In at least 98% of fragile X syndrome cases, the disease results from expansion of the CGG repeat in the 5' end of FMR1. The use of microsatellite markers in the FMR1 region has revealed a disparity of risk between haplotypes for CGG repeat expansion. Although instability appears to depend on both the haplotype and the AGG interspersion pattern of the repeat, these factors alone do not completely describe the molecular basis for the linkage disequilibrium between normal and fragile X chromosomes, in part due to instability of the marker loci themselves. In an effort to better understand the mechanism of dynamic mutagenesis, we have searched for and discovered a single nucleotide polymorphism in intron 1 of FMR1 and characterized this marker, called ATL1, in 564 normal and 152 fragile X chromosomes.
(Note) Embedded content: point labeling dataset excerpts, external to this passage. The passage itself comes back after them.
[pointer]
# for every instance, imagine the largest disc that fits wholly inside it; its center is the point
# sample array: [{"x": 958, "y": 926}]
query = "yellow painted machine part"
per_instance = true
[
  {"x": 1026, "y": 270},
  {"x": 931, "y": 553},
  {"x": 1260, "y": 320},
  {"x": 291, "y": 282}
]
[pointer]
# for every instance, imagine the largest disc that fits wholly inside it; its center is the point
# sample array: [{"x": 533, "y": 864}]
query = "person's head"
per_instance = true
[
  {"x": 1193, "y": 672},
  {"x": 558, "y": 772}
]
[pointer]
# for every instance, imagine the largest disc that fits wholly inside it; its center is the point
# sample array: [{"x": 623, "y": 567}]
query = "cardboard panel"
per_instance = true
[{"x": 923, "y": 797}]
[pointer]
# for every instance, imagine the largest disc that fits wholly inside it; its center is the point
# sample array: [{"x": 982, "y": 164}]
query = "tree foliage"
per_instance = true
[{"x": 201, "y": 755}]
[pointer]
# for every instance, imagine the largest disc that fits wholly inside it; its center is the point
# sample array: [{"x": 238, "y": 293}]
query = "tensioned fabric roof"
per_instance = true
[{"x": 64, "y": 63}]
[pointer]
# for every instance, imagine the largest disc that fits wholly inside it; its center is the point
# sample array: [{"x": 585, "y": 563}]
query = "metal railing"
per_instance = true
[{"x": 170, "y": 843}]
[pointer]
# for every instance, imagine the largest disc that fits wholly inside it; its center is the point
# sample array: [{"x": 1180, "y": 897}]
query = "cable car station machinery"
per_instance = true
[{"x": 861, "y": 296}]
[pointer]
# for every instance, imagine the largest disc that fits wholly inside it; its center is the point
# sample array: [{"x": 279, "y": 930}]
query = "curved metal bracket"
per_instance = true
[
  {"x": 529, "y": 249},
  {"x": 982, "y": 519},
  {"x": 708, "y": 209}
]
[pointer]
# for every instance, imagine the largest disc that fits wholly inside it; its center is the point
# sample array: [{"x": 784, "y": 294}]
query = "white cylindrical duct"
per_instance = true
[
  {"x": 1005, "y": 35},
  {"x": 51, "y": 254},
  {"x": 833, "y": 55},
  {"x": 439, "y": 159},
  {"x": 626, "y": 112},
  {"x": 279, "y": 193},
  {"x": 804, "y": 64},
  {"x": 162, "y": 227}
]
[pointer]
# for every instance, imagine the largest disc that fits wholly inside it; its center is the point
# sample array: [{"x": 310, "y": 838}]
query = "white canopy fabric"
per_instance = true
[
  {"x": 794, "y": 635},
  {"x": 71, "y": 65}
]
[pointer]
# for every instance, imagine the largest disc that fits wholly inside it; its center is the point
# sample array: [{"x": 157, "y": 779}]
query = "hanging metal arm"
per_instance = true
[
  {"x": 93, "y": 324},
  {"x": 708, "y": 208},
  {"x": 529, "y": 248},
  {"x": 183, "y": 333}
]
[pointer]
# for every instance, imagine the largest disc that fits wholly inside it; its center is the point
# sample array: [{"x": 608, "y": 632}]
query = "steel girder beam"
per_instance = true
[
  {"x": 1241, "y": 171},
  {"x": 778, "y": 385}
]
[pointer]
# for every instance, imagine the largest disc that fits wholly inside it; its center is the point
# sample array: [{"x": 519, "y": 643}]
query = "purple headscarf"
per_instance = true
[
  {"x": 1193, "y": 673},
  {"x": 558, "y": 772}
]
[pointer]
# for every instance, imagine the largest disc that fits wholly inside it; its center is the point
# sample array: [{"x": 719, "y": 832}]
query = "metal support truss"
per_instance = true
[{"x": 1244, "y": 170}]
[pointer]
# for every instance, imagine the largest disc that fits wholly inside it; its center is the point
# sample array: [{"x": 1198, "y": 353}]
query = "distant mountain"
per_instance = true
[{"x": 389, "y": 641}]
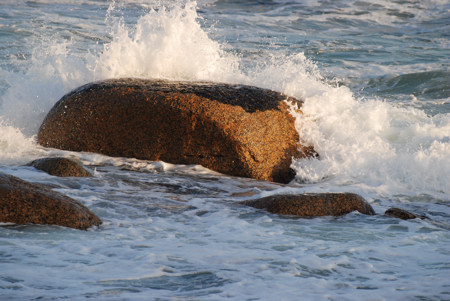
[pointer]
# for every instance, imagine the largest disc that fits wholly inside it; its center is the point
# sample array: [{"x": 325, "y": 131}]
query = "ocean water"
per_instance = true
[{"x": 375, "y": 80}]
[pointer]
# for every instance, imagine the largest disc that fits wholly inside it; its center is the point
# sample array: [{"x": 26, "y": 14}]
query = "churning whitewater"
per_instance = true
[{"x": 374, "y": 78}]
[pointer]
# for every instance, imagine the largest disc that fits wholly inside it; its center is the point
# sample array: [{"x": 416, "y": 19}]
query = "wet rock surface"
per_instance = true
[
  {"x": 312, "y": 205},
  {"x": 233, "y": 129},
  {"x": 22, "y": 202},
  {"x": 60, "y": 167}
]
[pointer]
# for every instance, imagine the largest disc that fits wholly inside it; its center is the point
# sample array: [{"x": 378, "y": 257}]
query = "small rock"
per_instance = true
[
  {"x": 402, "y": 214},
  {"x": 60, "y": 167},
  {"x": 312, "y": 205},
  {"x": 22, "y": 202}
]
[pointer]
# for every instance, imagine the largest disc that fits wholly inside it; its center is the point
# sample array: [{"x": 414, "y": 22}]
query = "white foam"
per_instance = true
[
  {"x": 165, "y": 43},
  {"x": 365, "y": 141}
]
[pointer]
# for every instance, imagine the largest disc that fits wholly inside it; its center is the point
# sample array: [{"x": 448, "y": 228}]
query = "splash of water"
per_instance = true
[{"x": 389, "y": 148}]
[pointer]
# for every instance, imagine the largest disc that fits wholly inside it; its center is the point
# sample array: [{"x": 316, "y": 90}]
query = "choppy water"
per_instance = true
[{"x": 375, "y": 78}]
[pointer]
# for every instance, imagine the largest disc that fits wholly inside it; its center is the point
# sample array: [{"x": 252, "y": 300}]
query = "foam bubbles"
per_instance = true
[{"x": 165, "y": 43}]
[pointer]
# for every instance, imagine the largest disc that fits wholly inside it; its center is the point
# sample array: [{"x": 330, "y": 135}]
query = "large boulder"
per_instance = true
[
  {"x": 60, "y": 167},
  {"x": 233, "y": 129},
  {"x": 313, "y": 205},
  {"x": 22, "y": 202}
]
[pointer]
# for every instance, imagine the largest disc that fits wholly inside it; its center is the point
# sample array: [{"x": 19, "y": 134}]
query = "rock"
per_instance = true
[
  {"x": 22, "y": 202},
  {"x": 312, "y": 205},
  {"x": 233, "y": 129},
  {"x": 60, "y": 167},
  {"x": 402, "y": 214}
]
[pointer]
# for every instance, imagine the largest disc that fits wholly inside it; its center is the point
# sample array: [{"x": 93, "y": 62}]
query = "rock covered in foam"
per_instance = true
[
  {"x": 233, "y": 129},
  {"x": 22, "y": 202},
  {"x": 60, "y": 167},
  {"x": 402, "y": 214},
  {"x": 312, "y": 205}
]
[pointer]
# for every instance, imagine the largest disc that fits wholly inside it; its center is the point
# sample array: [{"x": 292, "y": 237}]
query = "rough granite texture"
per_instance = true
[
  {"x": 233, "y": 129},
  {"x": 312, "y": 205},
  {"x": 60, "y": 167},
  {"x": 22, "y": 202}
]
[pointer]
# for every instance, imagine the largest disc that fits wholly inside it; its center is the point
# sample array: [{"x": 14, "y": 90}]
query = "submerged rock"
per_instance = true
[
  {"x": 60, "y": 167},
  {"x": 233, "y": 129},
  {"x": 312, "y": 205},
  {"x": 22, "y": 202},
  {"x": 402, "y": 214}
]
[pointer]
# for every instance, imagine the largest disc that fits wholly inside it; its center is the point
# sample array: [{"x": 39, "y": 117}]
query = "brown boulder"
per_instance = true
[
  {"x": 60, "y": 167},
  {"x": 22, "y": 202},
  {"x": 311, "y": 205},
  {"x": 233, "y": 129}
]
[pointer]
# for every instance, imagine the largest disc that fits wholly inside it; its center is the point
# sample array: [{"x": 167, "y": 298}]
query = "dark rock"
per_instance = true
[
  {"x": 60, "y": 167},
  {"x": 402, "y": 214},
  {"x": 233, "y": 129},
  {"x": 311, "y": 205},
  {"x": 22, "y": 202}
]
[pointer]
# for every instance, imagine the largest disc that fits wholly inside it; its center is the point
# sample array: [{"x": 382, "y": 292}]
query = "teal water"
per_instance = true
[{"x": 374, "y": 78}]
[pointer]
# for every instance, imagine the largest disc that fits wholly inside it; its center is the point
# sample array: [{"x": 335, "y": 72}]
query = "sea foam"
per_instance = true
[{"x": 366, "y": 141}]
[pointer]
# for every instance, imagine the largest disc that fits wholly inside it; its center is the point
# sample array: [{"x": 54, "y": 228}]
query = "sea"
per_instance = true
[{"x": 374, "y": 77}]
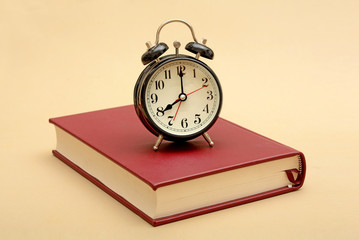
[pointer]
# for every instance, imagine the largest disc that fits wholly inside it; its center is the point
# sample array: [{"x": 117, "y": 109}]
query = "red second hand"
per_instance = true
[
  {"x": 186, "y": 95},
  {"x": 177, "y": 111}
]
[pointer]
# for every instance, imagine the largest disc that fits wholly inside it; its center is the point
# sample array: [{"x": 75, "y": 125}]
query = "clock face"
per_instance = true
[{"x": 182, "y": 98}]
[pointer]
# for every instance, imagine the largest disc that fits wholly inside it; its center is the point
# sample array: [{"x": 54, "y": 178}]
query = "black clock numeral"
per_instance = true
[
  {"x": 167, "y": 74},
  {"x": 160, "y": 84},
  {"x": 197, "y": 119},
  {"x": 160, "y": 112},
  {"x": 180, "y": 69},
  {"x": 154, "y": 98},
  {"x": 204, "y": 80},
  {"x": 170, "y": 122},
  {"x": 205, "y": 109},
  {"x": 184, "y": 123},
  {"x": 210, "y": 95}
]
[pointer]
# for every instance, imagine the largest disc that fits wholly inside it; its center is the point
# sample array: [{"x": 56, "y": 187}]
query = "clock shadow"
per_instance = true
[{"x": 186, "y": 146}]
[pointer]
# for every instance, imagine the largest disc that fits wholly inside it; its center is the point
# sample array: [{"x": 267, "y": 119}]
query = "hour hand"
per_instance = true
[{"x": 169, "y": 106}]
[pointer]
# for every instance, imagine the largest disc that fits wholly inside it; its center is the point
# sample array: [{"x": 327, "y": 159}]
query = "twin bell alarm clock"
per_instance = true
[{"x": 177, "y": 97}]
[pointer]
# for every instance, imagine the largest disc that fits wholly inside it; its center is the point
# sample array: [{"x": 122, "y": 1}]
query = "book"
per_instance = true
[{"x": 113, "y": 150}]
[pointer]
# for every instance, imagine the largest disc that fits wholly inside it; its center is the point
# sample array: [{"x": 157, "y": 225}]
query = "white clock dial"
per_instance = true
[{"x": 182, "y": 98}]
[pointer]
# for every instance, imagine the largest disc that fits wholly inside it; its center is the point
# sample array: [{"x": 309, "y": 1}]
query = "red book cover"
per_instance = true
[{"x": 118, "y": 134}]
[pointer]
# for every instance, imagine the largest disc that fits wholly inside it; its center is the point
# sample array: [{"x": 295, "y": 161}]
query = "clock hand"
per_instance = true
[
  {"x": 177, "y": 111},
  {"x": 197, "y": 90},
  {"x": 169, "y": 106},
  {"x": 181, "y": 73}
]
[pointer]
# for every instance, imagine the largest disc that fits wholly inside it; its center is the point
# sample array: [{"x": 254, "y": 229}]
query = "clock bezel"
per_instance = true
[{"x": 140, "y": 100}]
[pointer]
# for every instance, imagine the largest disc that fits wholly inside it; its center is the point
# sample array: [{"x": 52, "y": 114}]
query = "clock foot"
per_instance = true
[
  {"x": 158, "y": 142},
  {"x": 208, "y": 139}
]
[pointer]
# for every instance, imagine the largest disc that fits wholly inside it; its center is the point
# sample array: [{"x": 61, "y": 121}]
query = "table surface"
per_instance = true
[{"x": 289, "y": 70}]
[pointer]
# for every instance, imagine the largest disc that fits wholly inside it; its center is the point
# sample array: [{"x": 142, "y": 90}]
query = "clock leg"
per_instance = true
[
  {"x": 208, "y": 139},
  {"x": 158, "y": 142}
]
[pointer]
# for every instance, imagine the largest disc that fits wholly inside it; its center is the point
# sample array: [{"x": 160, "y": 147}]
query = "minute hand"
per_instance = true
[{"x": 169, "y": 106}]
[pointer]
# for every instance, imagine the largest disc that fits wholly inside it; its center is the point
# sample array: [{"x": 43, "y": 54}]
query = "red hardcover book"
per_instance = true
[{"x": 113, "y": 150}]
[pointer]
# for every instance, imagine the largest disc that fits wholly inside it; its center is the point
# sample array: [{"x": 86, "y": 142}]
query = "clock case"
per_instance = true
[{"x": 140, "y": 101}]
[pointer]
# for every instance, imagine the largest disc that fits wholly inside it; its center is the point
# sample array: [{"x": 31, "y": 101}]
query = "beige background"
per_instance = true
[{"x": 289, "y": 70}]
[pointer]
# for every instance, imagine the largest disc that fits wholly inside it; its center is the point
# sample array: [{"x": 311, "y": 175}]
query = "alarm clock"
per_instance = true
[{"x": 177, "y": 97}]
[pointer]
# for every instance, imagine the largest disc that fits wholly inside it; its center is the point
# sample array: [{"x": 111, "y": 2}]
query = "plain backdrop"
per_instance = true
[{"x": 289, "y": 70}]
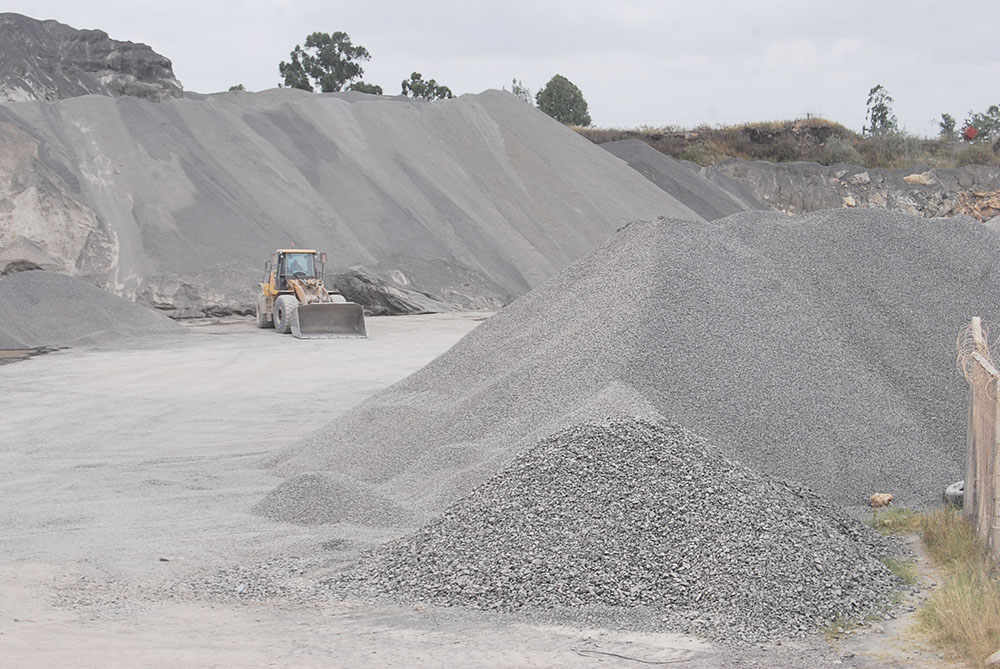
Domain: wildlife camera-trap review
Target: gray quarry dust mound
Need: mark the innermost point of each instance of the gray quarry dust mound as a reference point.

The G allele of this marker is found in 40% of normal chromosomes, in contrast to 83% of fragile X chromosomes. Not only is the G allele exclusively linked to haplotypes over-represented in fragile X syndrome, but G allele chromosomes also appear to transition to instability at a higher rate on haplotypes negatively associated with risk of expansion. The two alleles of ATL1 also reveal a highly significant linkage disequilibrium between unstable chromosomes and the 5' end of the CGG repeat itself, specifically the position of the first AGG interruption. The data expand the number of haplotypes associated with FMR1 and specifically allow discrimination, by ATL1 alleles, of single haplotypes with differing predispositions to expansion. Such haplotypes should prove useful in further defining the mechanism of dynamic mutagenesis.